Das Mock-up wurde aber nicht nur erstellt, um die Gebäudekonstruktion im Vorfeld zu testen, sondern auch die drehbaren Elemente. Potenziell stark beansprucht, müssen sie viel aushalten können und sollten in der Handhabung gut funktionieren. Wie und wie oft künftige Bewohner die schwenk- und drehbaren Raumelemente nutzen, wurde dabei im Mock-up auf dem Hönggerberg im Langzeittest untersucht. Über eineinhalb Jahre lang wurde das Testgebäude von verschiedenen Probanden je eine Woche bewohnt – von Studenten bis zu Rentnern –, um dabei zu ergründen, wie unterschiedliche Nutzergruppen mit dem flexiblen Raumangebot umgehen. Sensoren, die in die beweglichen Bauteile integrierte ware, gaben darüber Aufschluss, wie häufig und wie stark die Elemente bewegt wurden.
Ob sich das flexible Wohnkonzept auf kleinem Raum bewährt?

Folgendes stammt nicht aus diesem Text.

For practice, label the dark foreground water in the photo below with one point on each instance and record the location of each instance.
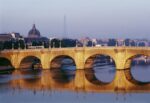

Oder ob es eine Spielerei bleibt? Das wird sich wohl erst im Laufe der Zeit zeigen. Skeptisch hinterfragt wird es sicherlich schon jetzt. Aber egal wie das Experiment im Langstreckentest abschneidet: Einen Denkanstoss, unsere Wohngewohnheiten zu hinterfragen, gibt es allemal.
timbatec.com
haring.ch
performatives-haus.ch
Edelaar Mosayebi Inderbitzin Architekten
Ron Edelaar (*1976), Elli Mosayebi (*1977) und Christian Inderbitzin (*1977) gründeten 2004 ihr gemeinsames Architekturbüro in Zürich. Ron Edelaar ist seit 2020 Dozent für Konstruktives Entwerfen an der ZHAW Winterthur, Elli Mosayebi seit 2018 Professorin für Architektur und Entwurf an der ETH Zürich und Christian Inderbitzin seit 2020 Professor am Karlsruher Institut für Technologie (KIT). emi-architekten.ch
Das Projekt – die Fakten
Objekt: Wohnhaus «Performatives Haus»
Standort: Stampfenbachstrasse 131, Zürich
Bauherrschaft: UTO Real Estate Management AG, Zürich
Planungs- und Bauzeit: 2018–2022
Geschossfläche (anrechenbar): 1552 m2
Gebäudevolumen (SIA 416): 7550 m3
Architektur: Edelaar Mosayebi Inderbitzin Architekten AG, Zürich
(Associate: Christian Franke; Projektleitung: Michael Brotzer, Lukas Burkhart, Fabian Lauener; Bauleitung: Michael Brotzer, Fabian Lauener; Architekt: Nicolas Cuénod, Andreas Monn)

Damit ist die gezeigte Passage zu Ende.